In 1971 Joe Marshall decided he would like to do his master's thesis for Columbia University's Graduate School of Journalism on Howard Cosell. Cosell gave him no trouble ("Fine. How about next Friday?"), and once the paper was written, Joe recalls, "You know how, in the back of your mind, you think maybe the professor will look at it and say, 'Gee, that's pretty good, why don't you submit it someplace?' Well, the professor looked at it and said, 'Gee, that's pretty good, why don't you submit it someplace?' " Joe did, to Esquire (SI having recently run a story on Cosell), and Esquire accepted it. It was a few weeks later that SI accepted Joe's job application, a bit of news he received over the telephone by the pool at a Chevy Chase, Md. country club.

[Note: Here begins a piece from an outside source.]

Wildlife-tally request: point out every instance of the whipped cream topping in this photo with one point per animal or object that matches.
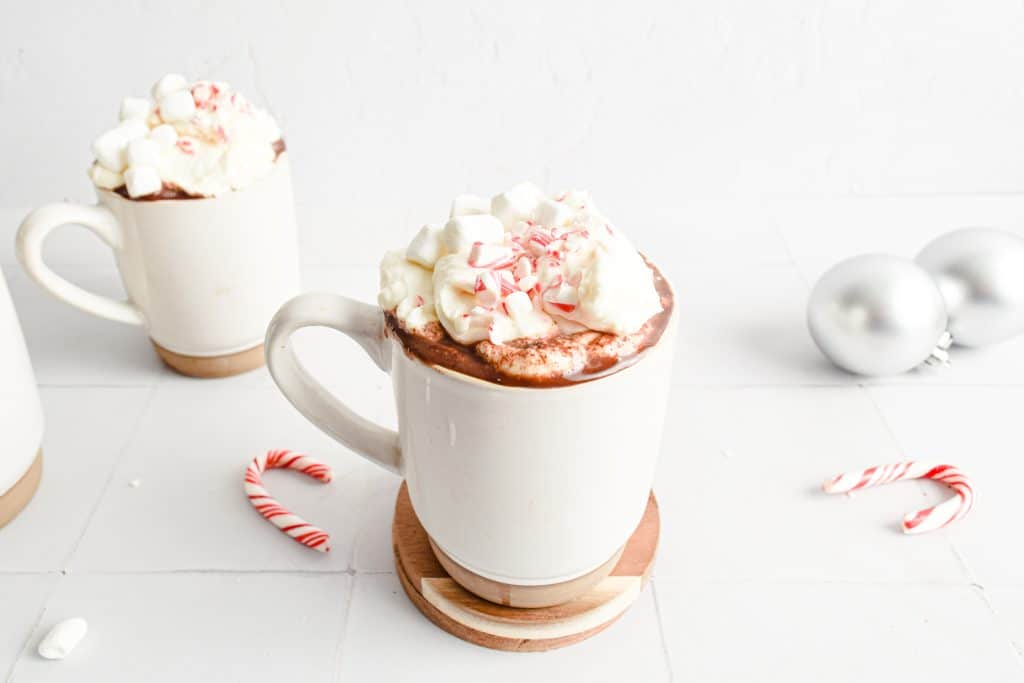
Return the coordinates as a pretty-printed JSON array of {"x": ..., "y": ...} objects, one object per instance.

It sounds like a journalism career launched upon a sea of gravy, but nothing stays perfect. For example, Marshall's latest assignment was to collaborate with the Washington Redskins' George Allen on a story about his coaching philosophy. Since the philosophy is reflected in the title—A Hundred Percent Is Not Enough {page 74)—Allen had limited time in his seven-day workweek for his literary project. The facts that Marshall had served for two seasons as a Redskin waterboy and that his father Paull is a member of the team's board of directors did not mitigate the circumstance; Coach Allen was constantly stopping the work of Author Allen.

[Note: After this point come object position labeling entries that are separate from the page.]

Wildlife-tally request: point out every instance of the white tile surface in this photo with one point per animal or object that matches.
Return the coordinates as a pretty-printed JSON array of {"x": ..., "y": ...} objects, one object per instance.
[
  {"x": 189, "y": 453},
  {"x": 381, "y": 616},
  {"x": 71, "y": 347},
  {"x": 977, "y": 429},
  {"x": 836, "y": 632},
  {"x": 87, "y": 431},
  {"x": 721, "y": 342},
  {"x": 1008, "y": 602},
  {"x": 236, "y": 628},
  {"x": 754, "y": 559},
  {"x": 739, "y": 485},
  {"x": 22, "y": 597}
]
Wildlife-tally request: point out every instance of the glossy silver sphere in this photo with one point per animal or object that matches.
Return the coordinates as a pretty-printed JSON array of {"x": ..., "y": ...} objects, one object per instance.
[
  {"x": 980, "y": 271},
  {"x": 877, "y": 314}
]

On one occasion Joe remembers that he was just getting settled down to a taping session when the coach's eye wandered to the window. Outdoors some 'Skins were practicing. Badly. "Will you look at that!" fumed the boss, and he kept on looking until the telephone rang. End of session.

At their last meeting, one in which Marshall had planned to ask "all the really important questions," Joe's tape recorder broke. "I tried new batteries," he says, "but smoke started coining from the machine. Allen was getting fidgety and I had to scribble like mad. There I was, talking to a man who spends his whole life preparing for any eventuality, and I was unprepared." Allen's comment: "You should have brought two tape recorders." In the end, Marshall's most productive interview came during a 40-minute ride—he leaped into Allen's car as the coach was leaving for a speaking engagement at a Princeton Club luncheon.

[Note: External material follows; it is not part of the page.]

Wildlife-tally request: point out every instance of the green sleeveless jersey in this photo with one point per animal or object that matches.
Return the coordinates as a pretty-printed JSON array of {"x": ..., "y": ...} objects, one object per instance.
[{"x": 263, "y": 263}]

The taping was completed just before Joe had to serve two weeks as a clerk for the U.S. Army. Specialist Marshall took his electric typewriter, tapes, notes and frayed nerves and spent his first week crouched over the machines transcribing George Allen's philosophy, while hiding the work beneath his other responsibilities—newly cut orders and assorted military paper work.

Of the final result, Marshall says with some surprise, "Normally in a project like this you expect to use perhaps a tenth of what you have on tape, but with Allen I found I ended up using about half—he didn't just ramble on, he knew exactly what he wanted to say. And the story is far from being a 'football article'—I use a zone defense because....' Instead it reflects what Allen does best, how he motivates his players and manages to eliminate all distractions."

Happily, Coach Allen did not totally eliminate one distraction—ex-Waterboy Marshall.